13 OCTOBRE - ROMAN Grande-Bretagne

Premier de ses livres traduit au Fleuve noir, Une ombre japonaise est le dixième roman de Lee Langley, écrivaine bourlingueuse et cosmopolite, née en Inde, et qui s'intéresse à toutes les cultures, notamment asiatiques. Elle a été lauréate du Commonwealth Writer's Prize, ce qui ne nous surprend pas : son roman est ambitieux, brillant et totalement actuel.

Tout en modifiant nombre de paramètres, Lee Langley a eu l'idée de s'approprier l'histoire de Cho-Cho, alias Madame Chrysanthème, une "hôtesse de maison de thé" de Nagasaki.
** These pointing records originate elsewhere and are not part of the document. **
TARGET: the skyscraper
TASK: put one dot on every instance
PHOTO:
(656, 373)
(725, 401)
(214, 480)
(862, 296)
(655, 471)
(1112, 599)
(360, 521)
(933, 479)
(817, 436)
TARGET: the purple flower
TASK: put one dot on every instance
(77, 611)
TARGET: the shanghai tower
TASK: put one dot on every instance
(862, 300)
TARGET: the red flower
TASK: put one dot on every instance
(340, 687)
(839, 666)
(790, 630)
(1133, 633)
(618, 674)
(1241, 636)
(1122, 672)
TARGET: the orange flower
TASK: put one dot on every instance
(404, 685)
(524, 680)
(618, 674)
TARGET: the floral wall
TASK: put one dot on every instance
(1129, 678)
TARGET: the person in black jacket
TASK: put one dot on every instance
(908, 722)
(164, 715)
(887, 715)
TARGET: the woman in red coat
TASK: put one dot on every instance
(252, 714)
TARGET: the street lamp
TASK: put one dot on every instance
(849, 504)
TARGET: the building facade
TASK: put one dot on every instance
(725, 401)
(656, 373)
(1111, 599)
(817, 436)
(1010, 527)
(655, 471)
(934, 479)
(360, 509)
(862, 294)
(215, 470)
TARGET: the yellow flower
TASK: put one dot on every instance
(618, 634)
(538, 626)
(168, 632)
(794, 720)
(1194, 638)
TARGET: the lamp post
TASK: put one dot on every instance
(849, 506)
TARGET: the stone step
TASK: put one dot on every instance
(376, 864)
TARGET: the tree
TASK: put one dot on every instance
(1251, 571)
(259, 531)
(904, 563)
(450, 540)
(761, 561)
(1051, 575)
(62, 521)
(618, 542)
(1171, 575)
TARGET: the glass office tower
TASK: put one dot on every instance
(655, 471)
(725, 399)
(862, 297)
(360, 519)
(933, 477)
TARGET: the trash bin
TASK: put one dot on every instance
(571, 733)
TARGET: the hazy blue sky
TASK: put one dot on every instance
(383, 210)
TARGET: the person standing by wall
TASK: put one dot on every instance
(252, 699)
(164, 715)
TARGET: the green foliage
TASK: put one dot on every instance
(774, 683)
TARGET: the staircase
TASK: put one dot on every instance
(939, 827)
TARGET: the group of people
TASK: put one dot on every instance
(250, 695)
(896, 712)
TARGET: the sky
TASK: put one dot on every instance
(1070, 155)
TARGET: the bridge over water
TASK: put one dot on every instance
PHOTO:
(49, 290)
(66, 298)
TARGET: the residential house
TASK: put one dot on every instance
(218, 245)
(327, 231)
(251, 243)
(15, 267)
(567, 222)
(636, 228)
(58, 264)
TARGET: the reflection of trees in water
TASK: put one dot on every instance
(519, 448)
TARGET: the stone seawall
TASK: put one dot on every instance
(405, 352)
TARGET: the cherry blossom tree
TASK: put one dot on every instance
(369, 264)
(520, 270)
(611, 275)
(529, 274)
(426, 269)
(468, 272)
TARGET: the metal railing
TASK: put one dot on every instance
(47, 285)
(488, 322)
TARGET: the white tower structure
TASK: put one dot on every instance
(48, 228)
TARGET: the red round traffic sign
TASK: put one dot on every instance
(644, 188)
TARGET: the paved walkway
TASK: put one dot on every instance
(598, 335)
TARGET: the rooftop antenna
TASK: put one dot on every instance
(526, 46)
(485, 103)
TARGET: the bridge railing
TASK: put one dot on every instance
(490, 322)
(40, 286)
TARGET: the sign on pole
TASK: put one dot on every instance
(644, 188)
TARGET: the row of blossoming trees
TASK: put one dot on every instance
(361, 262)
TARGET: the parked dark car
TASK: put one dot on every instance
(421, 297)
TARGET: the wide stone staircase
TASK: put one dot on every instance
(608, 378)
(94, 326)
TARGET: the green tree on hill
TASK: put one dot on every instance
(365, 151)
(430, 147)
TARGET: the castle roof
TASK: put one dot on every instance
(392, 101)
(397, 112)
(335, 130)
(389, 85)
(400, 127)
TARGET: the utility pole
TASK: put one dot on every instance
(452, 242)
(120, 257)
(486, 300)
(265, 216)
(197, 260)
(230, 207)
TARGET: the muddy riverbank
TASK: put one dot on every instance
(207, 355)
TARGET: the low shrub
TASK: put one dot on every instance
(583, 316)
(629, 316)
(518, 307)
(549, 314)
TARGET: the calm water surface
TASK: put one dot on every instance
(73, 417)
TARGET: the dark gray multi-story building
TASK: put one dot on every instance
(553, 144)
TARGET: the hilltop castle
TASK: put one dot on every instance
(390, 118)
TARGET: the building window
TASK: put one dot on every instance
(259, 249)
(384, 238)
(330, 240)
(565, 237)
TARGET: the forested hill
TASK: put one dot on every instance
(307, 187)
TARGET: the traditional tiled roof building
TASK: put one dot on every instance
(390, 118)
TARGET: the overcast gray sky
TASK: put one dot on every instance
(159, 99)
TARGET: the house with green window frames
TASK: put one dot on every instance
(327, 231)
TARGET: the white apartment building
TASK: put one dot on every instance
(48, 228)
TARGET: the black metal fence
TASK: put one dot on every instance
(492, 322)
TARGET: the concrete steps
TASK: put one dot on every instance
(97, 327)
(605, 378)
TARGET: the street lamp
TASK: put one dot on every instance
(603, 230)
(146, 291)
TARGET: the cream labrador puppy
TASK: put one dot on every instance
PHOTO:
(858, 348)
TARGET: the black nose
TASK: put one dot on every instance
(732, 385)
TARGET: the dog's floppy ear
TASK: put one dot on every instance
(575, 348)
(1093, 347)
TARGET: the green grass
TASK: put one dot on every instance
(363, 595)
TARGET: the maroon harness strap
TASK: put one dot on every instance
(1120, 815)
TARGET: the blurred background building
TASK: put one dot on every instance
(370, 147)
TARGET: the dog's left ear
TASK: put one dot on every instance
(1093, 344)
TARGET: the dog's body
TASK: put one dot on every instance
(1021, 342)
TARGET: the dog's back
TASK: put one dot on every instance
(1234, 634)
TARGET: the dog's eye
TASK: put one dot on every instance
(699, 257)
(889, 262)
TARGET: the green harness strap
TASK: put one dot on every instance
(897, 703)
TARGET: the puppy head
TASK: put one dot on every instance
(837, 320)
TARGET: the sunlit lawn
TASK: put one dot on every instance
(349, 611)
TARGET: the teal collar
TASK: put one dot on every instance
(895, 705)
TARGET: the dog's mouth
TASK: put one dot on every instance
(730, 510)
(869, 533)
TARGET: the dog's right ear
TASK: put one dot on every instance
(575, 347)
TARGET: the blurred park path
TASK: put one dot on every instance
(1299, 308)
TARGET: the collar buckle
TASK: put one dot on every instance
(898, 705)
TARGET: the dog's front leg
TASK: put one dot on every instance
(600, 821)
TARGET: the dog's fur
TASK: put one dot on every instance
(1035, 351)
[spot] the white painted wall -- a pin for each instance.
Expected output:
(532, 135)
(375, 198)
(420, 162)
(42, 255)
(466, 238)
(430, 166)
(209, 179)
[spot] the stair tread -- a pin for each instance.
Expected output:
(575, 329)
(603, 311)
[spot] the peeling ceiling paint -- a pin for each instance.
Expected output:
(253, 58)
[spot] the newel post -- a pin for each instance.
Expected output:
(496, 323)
Dans le roman de Loti (Madame Chrysanthème, colossal best-seller en 1887), puis dans l'opéra qu'en a tiré Puccini (Madame Butterfly, bide retentissant en 1904), la jeune Japonaise, amoureuse de son officier de marine français, se suicide lorsqu'il la quitte et se réembarque. Dans Une ombre japonaise, c'est en 1920 que Cho-Cho tombe amoureuse du jeune Benjamin Franklin Pinkerton, un marin américain. Avec la complicité de son consul, Sharpless, il feint de se marier, lui fait un enfant et s'en retourne, promettant de revenir. Cinq ans plus tard, il réapparaît, mais avec sa fiancée, Nancy, la nièce méthodiste du consul, qui n'est au courant de rien. Face à la mère japonaise effondrée, Pinkerton envoie lâchement la très compréhensive Nancy pour ramener avec eux son fils, Sachio (son prénom signifie "la joie", transposé en Joe). L'enfant croit que sa mère est morte et que c'est pour son bien que les gaijin l'emmènent au-delà des mers. A Portland, Oregon, il deviendra un parfait petit Américain. Benjamin Pinkerton et Nancy l'élèvent comme le fils qu'elle n'aura jamais. Lorsque survient le krach de 1929, Pinkerton perd tous ses biens, et s'en va protester à Washington, où il meurt sous les coups des soldats envoyés par le général MacArthur.

Joe, séduisant et brillant jeune homme triste, veut devenir archéologue. Mais après Pearl Harbor, le 7 décembre 1941, les Etats-Unis, désormais en guerre contre le Japon, arrêtent et déportent dans des camps de travail tous leurs binationaux nippons, dont la plupart sont nés aux Etats-Unis et autant américains que les Américains "pur souche". Le seul moyen d'en sortir : devenir soldat, se racheter en se battant pour l'Amérique. Joe s'engage dans les GI. Il est envoyé au casse-pipe en Italie, puis en France. Il en réchappe et rentre chez lui, marqué à vie.

Et puis survient l'impensable : les bombes atomiques larguées sur Hiroshima et Nagasaki. Horrifié, rongé par la culpabilité, Joe, qui ne sait plus à quel monde il appartient, revient dans Nagasaki en ruine, où il apprend la vérité sur son "kidnapping". Mais sa mère, si elle n'est pas morte en 1925, qu'est-elle devenue ?

Tissant les fils de soie de son intrigue avec une habileté tout orientale, Lee Langley a réussi avec Une ombre japonaise un fort beau roman. Loti, dont les problématiques étaient déjà très modernes, se voit ici revisité, transposé, ressuscité.